Today Mytaste Group released their report for the second quarter of 2018. The company delivered a report close to our expectations. It’s exciting to see that the increase in profit margin during the period and that the earlier acquisitions are delivering. We can firmly state that Mytaste is improving in the right direction and are executing on their plan to turn to profitable growth. Overall we do not expect to make any significant changes to our projections. Our current Base-case amounts to 5.4 SEK per share.

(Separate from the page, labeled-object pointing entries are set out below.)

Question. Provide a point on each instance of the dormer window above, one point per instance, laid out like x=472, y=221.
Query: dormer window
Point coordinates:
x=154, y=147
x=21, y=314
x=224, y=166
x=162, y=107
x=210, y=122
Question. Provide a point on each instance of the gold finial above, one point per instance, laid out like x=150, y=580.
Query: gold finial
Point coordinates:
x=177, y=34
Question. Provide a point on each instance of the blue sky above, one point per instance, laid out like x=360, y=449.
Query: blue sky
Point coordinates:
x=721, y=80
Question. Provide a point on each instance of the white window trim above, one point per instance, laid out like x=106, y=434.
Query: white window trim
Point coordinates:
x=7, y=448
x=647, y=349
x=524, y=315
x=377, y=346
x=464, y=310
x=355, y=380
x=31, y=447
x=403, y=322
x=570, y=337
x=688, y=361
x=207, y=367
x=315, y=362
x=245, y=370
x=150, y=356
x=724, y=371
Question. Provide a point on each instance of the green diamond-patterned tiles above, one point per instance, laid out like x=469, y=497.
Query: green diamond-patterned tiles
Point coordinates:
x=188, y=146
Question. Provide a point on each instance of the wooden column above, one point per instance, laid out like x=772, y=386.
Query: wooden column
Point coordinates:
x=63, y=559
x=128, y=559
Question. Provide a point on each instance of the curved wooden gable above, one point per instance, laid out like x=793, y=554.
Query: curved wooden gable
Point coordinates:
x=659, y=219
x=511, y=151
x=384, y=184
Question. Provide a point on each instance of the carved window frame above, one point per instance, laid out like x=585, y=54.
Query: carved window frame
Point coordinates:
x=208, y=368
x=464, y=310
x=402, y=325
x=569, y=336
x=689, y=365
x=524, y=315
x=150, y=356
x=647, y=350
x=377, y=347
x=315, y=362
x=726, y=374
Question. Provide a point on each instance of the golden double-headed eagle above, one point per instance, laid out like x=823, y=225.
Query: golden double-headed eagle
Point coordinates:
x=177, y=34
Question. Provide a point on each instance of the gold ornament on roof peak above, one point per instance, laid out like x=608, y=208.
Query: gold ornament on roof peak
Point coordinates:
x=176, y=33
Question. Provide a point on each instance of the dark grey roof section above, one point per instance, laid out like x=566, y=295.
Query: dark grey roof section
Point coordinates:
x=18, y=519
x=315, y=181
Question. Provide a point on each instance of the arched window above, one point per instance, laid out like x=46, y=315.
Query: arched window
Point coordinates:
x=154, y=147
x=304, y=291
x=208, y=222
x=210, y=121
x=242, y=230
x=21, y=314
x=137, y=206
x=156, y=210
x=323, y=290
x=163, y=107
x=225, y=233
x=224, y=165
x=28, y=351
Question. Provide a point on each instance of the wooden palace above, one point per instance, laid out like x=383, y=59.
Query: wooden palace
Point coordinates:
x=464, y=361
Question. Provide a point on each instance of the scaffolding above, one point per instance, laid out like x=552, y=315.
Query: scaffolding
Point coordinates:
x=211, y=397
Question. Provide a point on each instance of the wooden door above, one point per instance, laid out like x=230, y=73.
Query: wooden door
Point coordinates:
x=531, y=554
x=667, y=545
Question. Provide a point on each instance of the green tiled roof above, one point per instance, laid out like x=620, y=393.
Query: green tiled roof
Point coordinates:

MytasteGroup delivered a report close to our expectations. It’s truly exciting to see that the increase in profit margin during the period. The Shopping segment produced net sales of SEK 8.2m with an EBITDA margin of 34%. The growth is primarily driven by the earlier acquisitions, but also improvements within the Shopello network. The company is working on a couple of interesting projects within the segment, among other; the successful OutletSverige will be launched in Norway with the brand Trendley, and we expect to see more markets coming up.

We also saw improvements in the Food and Beverage segment with increasing sales and profits. The business area showed uptake of 16% and an EBITDA margin of 20%. The primary revenue driver seems to be Vinklubben, and the company continues to focus on improving the customer experience.

This was yet another report where Mytaste Group showed substantial improvements. The company hints that Q3 usually is weaker quarter seasonality wise and that the hot weather can have an adverse effect on traffic to their and their partners’ sites. We can firmly state that Mytaste is improving in the right direction and are executing on their plan to turn to profitable growth. Our current Base-case stand at 5.4 SEK per share.